This topic contains a solution. Click here to go to the answer

Author Question: A patient has been on prolonged bed rest, and the nurse is observing for signs associated with ... (Read 82 times)

Alainaaa8

  • Hero Member
  • *****
  • Posts: 576
A patient has been on prolonged bed rest, and the nurse is observing for signs associated with immobility. While assessing the patient, the nurse is alert to which of the following signs?
 
  a. Increased blood pressure
  b. Decreased heart rate
  c. Increased urinary output
  d. Decreased peristalsis

Question 2

The client is assessed by the nurse as having a high risk for aspiration. The nursing diagnosis identified for the client is Self-care deficit, feeding related to unilateral weakness.
 
  Which of the following is an appropriate technique for the nurse to use when assisting this client with feeding? a. Place food to the unaffected side of the mouth.
  b. Place the client in semi-Fowler's position.
  c. Have the client use a straw.
  d. Use thinner liquids.



Related Topics

Need homework help now?

Ask unlimited questions for free

Ask a Question
Marked as best answer by a Subject Expert

javimendoza7

  • Sr. Member
  • ****
  • Posts: 293
Answer to Question 1

D

Feedback
A In the immobilized patient, decreased circulating fluid volume, pooling of blood in the lower extremities, and decreased autonomic response occur. These factors result in decreased venous return, followed by a decrease in cardiac output, which is reflected by a decline in blood pressure.
B Recumbency increases cardiac workload and results in an increased pulse rate.
C Fluid intake can diminish with immobility, and this, combined with other causes, such as fever, increases the risk of dehydration. Urinary output may decline on or about the fifth or sixth day after immobilization, and the urine is often highly concentrated.
D Immobility disrupts the normal functioning of the gastrointestinal system, resulting in decreased appetite and slowed peristalsis.

Answer to Question 2

A
If the client has unilateral weakness, the nurse should place food in the stronger side of the mouth.
The client should be positioned in an upright, seated position to prevent aspiration.
Clients with unilateral weakness often have difficulty using a straw.
Thickened liquids are often tolerated better and will help prevent aspiration, as clients with im-paired swallowing often choke more with thin liquids.




Alainaaa8

  • Member
  • Posts: 576
Reply 2 on: Jul 22, 2018
Thanks for the timely response, appreciate it


DylanD1323

  • Member
  • Posts: 314
Reply 3 on: Yesterday
:D TYSM

 

Did you know?

The most common treatment options for addiction include psychotherapy, support groups, and individual counseling.

Did you know?

Stroke kills people from all ethnic backgrounds, but the people at highest risk for fatal strokes are: black men, black women, Asian men, white men, and white women.

Did you know?

Cocaine was isolated in 1860 and first used as a local anesthetic in 1884. Its first clinical use was by Sigmund Freud to wean a patient from morphine addiction.
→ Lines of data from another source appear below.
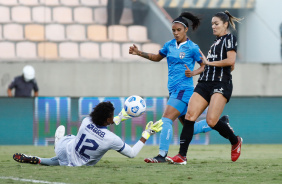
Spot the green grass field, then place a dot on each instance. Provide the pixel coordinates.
(206, 164)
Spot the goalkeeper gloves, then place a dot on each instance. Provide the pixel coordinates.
(122, 116)
(152, 128)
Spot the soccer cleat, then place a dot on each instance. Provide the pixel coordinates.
(60, 132)
(122, 116)
(236, 149)
(225, 119)
(177, 159)
(157, 159)
(22, 158)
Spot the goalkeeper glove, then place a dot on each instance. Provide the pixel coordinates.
(122, 116)
(152, 128)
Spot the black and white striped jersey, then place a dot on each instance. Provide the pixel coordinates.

The fictional character Sherlock Holmes was supposed to be addicted to cocaine by injection.

Did you know?

Complications of influenza include: bacterial pneumonia, ear and sinus infections, dehydration, and worsening of chronic conditions such as asthma, congestive heart failure, or diabetes.

Did you know?

The Food and Drug Administration has approved Risperdal, an adult antipsychotic drug, for the symptomatic treatment of irritability in children and adolescents with autism. The approval is the first for the use of a drug to treat behaviors associated with autism in children. These behaviors are included under the general heading of irritability and include aggression, deliberate self-injury, and temper tantrums.